I’ve been worried too much from things on the ground I didn’t see danger coming from the sky. I found myself spending a good part of my trip – both me and my niece – researching and discussing the mysterious life of crows, how intelligent they are and why they would wanna take a bash at a poor cat that only wants to rub itself in sand and chase flies. The conversation for a good part of the trip has, of course, been mostly about crows. I definitely never thought crows would grab my attention at any point in my life, let alone take my horrified imagination to terrifying scenes of two crows grabbing my kitty by the collar and flying away with him while I scream and run hysterically after them to no avail when suddenly, to my ultimate terror, they drop him to the lagoon when they realize he’s too heavy and my voice chokes while I swim and swim and fail to save him. My mind started racing with thoughts on what to do. Take away his collar is something I actually considered.

Apart from that, there’s also the mush my brain becomes from all the over leaping the frogs do. Here’s another embarrassing example: Because my cat is old, I find myself watching him very closely for any signs of health problems. Two days ago while I was clearing his litter I reassured myself that his feces is a beautiful shade of brown. “Beautiful.” I actually said that my cat’s poop is a “beautiful” brown. Oh the things I catch myself saying in my head! And by the way I’m clearly not a doctor, so I have no way of knowing what shade of brown exactly should a cat’s poop be for me to call it beautiful (not that a sane doctor would say “beautiful as opposed to, say, “healthy”?) I have no knowledge and no means to apply that knowledge. I just have little frogs that leap around in my head.

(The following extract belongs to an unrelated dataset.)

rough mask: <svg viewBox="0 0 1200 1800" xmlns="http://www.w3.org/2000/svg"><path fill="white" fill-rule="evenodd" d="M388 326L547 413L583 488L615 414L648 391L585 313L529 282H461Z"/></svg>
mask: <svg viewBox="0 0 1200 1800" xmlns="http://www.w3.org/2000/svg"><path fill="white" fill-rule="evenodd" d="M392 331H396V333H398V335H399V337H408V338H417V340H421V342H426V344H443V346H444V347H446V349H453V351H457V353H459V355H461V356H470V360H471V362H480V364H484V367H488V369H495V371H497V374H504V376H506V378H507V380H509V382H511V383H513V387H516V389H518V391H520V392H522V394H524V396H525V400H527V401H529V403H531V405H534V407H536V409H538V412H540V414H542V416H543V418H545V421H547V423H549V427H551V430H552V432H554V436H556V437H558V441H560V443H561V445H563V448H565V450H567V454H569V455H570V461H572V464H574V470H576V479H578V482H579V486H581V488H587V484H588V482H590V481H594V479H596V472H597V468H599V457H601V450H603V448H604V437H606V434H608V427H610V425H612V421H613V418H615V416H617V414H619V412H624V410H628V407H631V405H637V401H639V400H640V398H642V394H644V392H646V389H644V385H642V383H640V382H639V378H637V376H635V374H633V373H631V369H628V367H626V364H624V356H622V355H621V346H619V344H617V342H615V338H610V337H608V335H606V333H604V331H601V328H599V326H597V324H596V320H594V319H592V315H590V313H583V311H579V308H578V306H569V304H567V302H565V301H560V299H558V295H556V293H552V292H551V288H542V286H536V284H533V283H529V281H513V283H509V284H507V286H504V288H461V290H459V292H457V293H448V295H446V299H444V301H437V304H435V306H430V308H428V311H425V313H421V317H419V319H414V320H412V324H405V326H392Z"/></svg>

And yes of course, I have been idle. I haven’t been working for the past four years and I’ve been spending too much time on my own. It’s no surprise that I turn into this.

I walked out of the bathroom thinking, wow how would a normal person react? I’d say the first thing they’d say is thank God she has no children. There’s a reason for everything and this definitely is it. I couldn’t possibly bring up a human into this world if I were to go in after they’re done with their business and check out the color of their stuff in the toilet.

So I clearly need to snap out of this. I need to be a normal person again that assigns just the right amount of concern or emotion to each problem. Actually I need to be a person that knows how to identify an actual problem as opposed to a minute earth vibration caused by a frog’s happy landing after a not so welcome leap.